After his sister passed away, who left him £15,000 and her house, the inheritance that he received and the revenue from selling her house, were used by him to continue work on prisons. And then, in 1778, he was called again by the House of Commons. After he gave evidence, he went back to travel Europe, starting in the Dutch Republic.

In 1784, he counted that he had travelled over 42,000 miles to visit prisons. The University of Dublin awarded him an honorary LLD. Besides, he was also given the Freedom of the City of London. In March 1787, he did his fourth and last tour of English prisons.

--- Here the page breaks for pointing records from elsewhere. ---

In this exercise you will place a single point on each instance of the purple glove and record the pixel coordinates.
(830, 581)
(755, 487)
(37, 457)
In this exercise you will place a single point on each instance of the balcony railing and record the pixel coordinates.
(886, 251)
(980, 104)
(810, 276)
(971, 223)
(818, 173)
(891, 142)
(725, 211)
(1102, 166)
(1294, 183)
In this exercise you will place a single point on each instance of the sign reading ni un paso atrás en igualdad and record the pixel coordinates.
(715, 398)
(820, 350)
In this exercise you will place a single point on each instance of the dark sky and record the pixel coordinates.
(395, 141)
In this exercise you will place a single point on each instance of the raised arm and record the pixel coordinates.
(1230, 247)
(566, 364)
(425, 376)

Then, two years later, The State of the Prisons in England and An Account of the Principal Lazarettos of Europe were published.

John Howard was born in 1726. In his last travel, he went to Eastern Europe, and when he was at Kherson, he suffered from typhus and he passed away in 1790 at the age of 63. He was interred in a walled field at Dophinovka (Stepanovka).

In the same year of his death, he was chosen as a Foreign Honorary Member of the American Academy of Arts and Sciences. He was the first civilian who was honoured with a statue in St. Paul’s Cathedral, London. In Bedford and in a John Haviland-designed monument in Kherson, his statue can also be found. In the architecture of some Victorian prisons across the UK, his statue also appears, for example at Shrewsbury.

Those are the three heroes of prison reform, but note that there are still more other figures who struggled for prison reform for better and humane prisons.